AMRs can be found in many environments that make up manufacturing and the extended supply chain, especially where e-commerce plays a major role in fulfillment. Particular advances in recent years have taken place in navigation, with a heavy reliance on Lidar, a remote-sensing technology that measures distance through the use of lasers. It allows AMR units “to be much more intelligent in obstacle avoidance, and figuring out where they are,” says Sharma.
Multiple sensors prevent collisions between robots and people, making them safe for operations where humans are present.
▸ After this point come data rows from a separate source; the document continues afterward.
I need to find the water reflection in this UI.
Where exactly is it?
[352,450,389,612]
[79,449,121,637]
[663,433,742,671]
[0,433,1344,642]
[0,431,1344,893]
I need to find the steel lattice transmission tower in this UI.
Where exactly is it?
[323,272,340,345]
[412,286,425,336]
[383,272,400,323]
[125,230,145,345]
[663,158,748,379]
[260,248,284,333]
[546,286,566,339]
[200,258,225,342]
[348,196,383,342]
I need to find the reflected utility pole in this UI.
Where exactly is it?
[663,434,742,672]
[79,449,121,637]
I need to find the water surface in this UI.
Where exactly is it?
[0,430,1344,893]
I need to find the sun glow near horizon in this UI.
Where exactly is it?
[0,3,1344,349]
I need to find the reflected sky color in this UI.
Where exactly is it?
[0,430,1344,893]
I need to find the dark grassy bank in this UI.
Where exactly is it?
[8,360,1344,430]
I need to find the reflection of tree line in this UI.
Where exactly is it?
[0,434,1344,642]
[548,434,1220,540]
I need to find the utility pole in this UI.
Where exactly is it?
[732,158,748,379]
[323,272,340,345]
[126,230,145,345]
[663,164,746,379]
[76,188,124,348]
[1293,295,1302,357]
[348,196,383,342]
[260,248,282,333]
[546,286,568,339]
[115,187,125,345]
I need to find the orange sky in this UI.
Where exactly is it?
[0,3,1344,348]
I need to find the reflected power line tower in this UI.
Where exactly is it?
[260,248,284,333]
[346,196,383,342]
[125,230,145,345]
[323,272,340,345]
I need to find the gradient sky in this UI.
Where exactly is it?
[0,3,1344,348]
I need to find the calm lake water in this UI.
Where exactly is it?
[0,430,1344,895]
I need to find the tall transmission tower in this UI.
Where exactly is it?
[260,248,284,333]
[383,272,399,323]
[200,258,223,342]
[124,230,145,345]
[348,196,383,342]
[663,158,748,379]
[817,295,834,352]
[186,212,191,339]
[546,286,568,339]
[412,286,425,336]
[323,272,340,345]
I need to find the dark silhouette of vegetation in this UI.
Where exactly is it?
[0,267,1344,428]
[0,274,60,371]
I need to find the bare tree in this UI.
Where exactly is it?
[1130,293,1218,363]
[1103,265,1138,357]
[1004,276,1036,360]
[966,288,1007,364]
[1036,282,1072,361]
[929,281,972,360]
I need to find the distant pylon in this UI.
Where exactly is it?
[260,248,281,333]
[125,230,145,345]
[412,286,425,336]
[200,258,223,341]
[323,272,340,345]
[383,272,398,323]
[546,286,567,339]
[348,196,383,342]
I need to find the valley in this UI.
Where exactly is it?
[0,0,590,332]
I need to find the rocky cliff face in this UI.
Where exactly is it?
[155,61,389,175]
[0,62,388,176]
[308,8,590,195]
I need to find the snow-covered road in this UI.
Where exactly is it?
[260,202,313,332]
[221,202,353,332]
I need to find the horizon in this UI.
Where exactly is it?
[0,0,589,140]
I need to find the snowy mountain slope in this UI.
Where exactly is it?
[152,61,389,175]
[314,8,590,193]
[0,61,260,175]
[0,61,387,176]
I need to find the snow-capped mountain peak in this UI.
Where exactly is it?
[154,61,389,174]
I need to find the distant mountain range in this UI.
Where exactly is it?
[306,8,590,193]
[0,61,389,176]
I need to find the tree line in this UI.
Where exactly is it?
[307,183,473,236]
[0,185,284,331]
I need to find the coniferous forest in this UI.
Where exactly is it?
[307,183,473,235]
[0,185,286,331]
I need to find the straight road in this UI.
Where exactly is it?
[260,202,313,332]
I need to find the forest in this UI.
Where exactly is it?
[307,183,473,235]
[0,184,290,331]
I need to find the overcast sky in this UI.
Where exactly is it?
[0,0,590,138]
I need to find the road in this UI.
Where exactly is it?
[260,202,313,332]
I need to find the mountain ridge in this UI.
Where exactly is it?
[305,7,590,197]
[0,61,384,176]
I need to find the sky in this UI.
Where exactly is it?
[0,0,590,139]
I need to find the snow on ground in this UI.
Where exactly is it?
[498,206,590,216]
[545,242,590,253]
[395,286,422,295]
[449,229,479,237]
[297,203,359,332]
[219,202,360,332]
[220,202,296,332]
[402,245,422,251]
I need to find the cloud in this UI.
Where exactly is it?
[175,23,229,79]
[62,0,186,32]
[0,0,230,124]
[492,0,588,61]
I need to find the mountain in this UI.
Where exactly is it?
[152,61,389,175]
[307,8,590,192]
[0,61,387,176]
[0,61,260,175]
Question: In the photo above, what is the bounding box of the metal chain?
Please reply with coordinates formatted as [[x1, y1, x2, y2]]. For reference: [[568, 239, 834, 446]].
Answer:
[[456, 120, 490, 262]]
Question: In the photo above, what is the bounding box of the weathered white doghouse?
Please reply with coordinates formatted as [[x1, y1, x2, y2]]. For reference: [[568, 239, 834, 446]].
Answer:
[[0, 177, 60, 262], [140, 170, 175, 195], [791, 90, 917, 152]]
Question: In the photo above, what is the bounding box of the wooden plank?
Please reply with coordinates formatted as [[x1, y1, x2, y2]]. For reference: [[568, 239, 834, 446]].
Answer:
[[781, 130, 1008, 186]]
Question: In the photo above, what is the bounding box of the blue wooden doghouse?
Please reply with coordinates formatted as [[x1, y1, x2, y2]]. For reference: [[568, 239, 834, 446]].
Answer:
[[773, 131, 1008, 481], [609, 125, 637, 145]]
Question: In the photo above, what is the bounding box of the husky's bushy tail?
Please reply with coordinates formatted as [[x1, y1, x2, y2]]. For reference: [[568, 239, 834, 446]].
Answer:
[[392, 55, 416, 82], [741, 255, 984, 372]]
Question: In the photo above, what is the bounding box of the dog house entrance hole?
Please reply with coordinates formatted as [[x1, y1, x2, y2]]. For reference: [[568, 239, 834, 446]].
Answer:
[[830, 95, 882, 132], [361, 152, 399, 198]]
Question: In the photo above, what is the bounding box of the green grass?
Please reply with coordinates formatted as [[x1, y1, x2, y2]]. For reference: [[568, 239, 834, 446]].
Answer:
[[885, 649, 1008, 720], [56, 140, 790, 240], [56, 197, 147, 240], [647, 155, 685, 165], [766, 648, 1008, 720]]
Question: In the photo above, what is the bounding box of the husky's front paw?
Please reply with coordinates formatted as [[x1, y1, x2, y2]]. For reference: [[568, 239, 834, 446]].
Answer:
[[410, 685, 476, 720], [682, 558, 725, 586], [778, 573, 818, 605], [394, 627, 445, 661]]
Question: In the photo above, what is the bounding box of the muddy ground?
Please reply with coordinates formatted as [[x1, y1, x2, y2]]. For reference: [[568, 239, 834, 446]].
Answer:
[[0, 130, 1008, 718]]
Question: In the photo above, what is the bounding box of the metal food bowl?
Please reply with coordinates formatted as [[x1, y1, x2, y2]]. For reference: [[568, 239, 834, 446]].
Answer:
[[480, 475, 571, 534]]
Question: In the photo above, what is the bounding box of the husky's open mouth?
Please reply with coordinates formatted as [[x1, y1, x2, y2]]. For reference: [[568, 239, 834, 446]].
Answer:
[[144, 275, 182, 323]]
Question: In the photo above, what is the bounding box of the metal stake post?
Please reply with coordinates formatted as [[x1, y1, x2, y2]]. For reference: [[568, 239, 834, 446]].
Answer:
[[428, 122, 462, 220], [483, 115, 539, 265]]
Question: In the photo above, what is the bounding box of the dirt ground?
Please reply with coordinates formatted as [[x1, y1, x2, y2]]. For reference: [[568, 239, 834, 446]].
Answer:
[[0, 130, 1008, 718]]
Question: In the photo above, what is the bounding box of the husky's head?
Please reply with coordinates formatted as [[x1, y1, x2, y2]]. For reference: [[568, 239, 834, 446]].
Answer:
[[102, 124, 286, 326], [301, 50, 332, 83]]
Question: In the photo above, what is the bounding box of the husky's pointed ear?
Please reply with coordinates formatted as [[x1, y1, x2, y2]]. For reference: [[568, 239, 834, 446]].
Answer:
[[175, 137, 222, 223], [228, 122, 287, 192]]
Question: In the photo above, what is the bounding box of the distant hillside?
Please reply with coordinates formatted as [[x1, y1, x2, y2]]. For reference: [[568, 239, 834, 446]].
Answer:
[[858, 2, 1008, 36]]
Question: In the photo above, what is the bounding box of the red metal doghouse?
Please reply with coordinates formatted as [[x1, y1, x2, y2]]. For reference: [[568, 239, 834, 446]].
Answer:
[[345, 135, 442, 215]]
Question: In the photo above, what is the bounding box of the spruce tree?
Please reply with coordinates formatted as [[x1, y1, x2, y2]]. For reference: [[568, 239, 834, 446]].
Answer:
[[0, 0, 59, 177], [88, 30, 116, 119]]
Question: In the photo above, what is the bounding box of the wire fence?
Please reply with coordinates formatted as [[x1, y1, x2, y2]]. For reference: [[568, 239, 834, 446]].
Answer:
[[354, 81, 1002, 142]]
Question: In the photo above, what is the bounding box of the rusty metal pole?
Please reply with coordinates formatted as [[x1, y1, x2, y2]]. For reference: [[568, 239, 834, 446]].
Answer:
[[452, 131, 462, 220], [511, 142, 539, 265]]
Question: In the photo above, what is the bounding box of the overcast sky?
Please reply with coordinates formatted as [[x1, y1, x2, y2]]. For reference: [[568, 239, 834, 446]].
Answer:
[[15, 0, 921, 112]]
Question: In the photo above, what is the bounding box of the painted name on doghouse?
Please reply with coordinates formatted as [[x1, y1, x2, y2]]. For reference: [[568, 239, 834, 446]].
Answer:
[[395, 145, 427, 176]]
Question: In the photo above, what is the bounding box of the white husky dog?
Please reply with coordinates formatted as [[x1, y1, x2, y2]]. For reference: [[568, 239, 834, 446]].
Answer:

Injuries caused by such incidents are “incredibly rare” these days, Sharma says, adding that the units “have a better sector record than manual fork trucks.”
The price tag for a modern-day AMR can be high, but returns are substantial, in the form of reduced need for human labor. That’s especially crucial in times of low unemployment, where the return on investment can often be realized in less than two years, and in some cases less than 12 months.
High unemployment in the current recession, caused by the coronavirus pandemic, temporarily has removed that advantage from the purchasing decision. But that hasn’t stopped many major manufacturers and retailers from continuing on their journey toward greater automation. “It’s not just about reducing costs,” says Sharma. “It’s about productivity — moving staff into more challenging and rewarding roles. People might not want to be picking boxes and moving fork trucks around.”
The use of AMRs in a “goods-to-person” environment can help to optimize stocking strategies within a fulfillment center, cope with seasonal peaks, and “put inventory where it’s needed,” Sharma says.